PSK enhances the efficacy of docetaxel in human gastric cancer cells through inhibition of nuclear factor-kappaB activation and survivin expression.

Docetaxel, a member of the taxane family, induces antitumor effects in patients with advanced gastric cancer. However, toxicity at therapeutic doses can be severe, resulting in discontinuation of therapy.

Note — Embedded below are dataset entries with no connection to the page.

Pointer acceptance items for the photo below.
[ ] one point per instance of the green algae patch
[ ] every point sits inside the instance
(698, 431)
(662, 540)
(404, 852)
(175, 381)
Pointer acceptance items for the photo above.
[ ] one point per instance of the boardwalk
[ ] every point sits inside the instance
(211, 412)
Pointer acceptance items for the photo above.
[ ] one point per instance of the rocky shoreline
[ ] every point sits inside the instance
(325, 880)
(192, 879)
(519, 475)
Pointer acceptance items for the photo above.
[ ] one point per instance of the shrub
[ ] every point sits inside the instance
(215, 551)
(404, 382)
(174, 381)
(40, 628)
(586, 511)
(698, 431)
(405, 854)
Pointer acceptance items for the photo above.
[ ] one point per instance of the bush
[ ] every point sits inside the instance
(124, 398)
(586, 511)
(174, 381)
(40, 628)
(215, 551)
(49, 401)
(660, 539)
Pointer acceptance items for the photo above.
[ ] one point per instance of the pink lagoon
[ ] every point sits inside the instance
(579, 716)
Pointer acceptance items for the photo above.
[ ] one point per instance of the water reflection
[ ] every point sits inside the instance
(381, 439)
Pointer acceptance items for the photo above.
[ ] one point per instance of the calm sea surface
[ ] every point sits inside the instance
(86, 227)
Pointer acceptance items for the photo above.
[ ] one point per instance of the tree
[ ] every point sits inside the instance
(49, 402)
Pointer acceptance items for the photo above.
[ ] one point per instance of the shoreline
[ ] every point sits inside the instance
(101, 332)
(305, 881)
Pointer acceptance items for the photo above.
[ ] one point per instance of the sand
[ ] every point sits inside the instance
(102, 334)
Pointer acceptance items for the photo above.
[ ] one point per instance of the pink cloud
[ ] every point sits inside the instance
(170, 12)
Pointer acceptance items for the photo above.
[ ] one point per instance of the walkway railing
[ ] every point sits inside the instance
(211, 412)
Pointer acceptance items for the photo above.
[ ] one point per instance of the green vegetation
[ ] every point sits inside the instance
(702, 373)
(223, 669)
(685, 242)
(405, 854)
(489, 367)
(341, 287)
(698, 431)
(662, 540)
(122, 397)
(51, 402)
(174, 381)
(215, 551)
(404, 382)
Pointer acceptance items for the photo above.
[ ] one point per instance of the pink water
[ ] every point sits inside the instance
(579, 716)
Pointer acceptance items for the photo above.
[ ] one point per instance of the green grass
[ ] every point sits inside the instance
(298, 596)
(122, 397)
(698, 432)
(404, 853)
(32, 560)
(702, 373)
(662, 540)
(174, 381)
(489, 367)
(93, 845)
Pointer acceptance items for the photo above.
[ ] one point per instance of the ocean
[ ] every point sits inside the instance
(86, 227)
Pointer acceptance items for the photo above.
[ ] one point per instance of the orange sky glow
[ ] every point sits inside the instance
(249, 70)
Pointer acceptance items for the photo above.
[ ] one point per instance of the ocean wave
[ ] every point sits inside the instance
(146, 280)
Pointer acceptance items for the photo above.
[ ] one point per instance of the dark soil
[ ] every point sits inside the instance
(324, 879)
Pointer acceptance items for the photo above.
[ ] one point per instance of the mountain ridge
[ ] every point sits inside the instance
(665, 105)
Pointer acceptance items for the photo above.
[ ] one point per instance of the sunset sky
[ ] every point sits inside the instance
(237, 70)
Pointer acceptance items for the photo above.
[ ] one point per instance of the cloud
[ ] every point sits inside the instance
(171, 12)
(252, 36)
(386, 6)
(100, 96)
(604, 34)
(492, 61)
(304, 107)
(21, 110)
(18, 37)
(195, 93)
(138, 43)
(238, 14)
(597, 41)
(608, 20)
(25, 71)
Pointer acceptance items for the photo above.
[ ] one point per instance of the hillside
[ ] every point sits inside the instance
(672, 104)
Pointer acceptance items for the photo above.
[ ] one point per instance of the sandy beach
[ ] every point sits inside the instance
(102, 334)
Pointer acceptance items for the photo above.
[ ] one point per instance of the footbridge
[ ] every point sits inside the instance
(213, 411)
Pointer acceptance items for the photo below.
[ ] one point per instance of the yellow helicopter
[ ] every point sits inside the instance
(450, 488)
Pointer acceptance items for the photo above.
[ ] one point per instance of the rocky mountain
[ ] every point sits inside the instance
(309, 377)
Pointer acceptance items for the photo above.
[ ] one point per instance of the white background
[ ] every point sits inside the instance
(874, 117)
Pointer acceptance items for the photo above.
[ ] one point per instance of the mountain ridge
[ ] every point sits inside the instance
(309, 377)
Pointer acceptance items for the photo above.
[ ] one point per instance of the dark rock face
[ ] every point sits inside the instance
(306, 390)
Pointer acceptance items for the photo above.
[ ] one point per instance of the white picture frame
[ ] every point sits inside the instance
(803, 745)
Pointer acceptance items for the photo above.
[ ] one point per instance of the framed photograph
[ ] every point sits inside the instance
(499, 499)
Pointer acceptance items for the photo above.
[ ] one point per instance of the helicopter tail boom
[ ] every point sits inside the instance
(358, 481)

It is possible that dose reduction due to adverse events may decrease the cytotoxic efficacy of docetaxel. PSK, a protein-bound polysaccharide, has been used as a chemoimmunotherapy agent in the treatment of cancer in Asia for over 30 years. In the present study, we investigated the enhancing effects of PSK on the cytotoxicity of docetaxel in human gastric cancer through non-immunological actions both in vitro and in vivo. The sensitization effects of PSK on docetaxel were evaluated by MTT assay using human gastric cancer cell lines in vitro. In addition, to elucidate the molecular mechanism, we analyzed the activation of NF-kappaB and the subsequent production of the antiapoptotic molecule survivin in combined treatment with docetaxel and PSK. Accordingly, TMK-1 xenograft growth in SCID mouse was used to evaluate the in vivo efficacy, and the survivin expression in xenografts was also investigated by immunohistochemistry. In vitro, PSK enhanced docetaxel-induced growth inhibition in TMK-1 cells. The docetaxel-induced NF-kappaB activation was inhibited by adding PSK in a dose-dependent manner. Furthermore, the expression of survivin, which is transcriptionally regulated by NF-kappaB, was also inhibited by treatment with PSK. In SCID mouse, PSK significantly inhibited growth of TMK-1 subcutaneous xenografts in combination with low-dose docetaxel, and decreased the docetaxel-induced survivin expression in TMK-1 xenografts. Our data suggest that PSK enhanced the efficacy of docetaxel against human gastric cancer both in vitro and in vivo, at least in part, by downregulating NF-kappaB activation and survivin expression induced by low-dose docetaxel.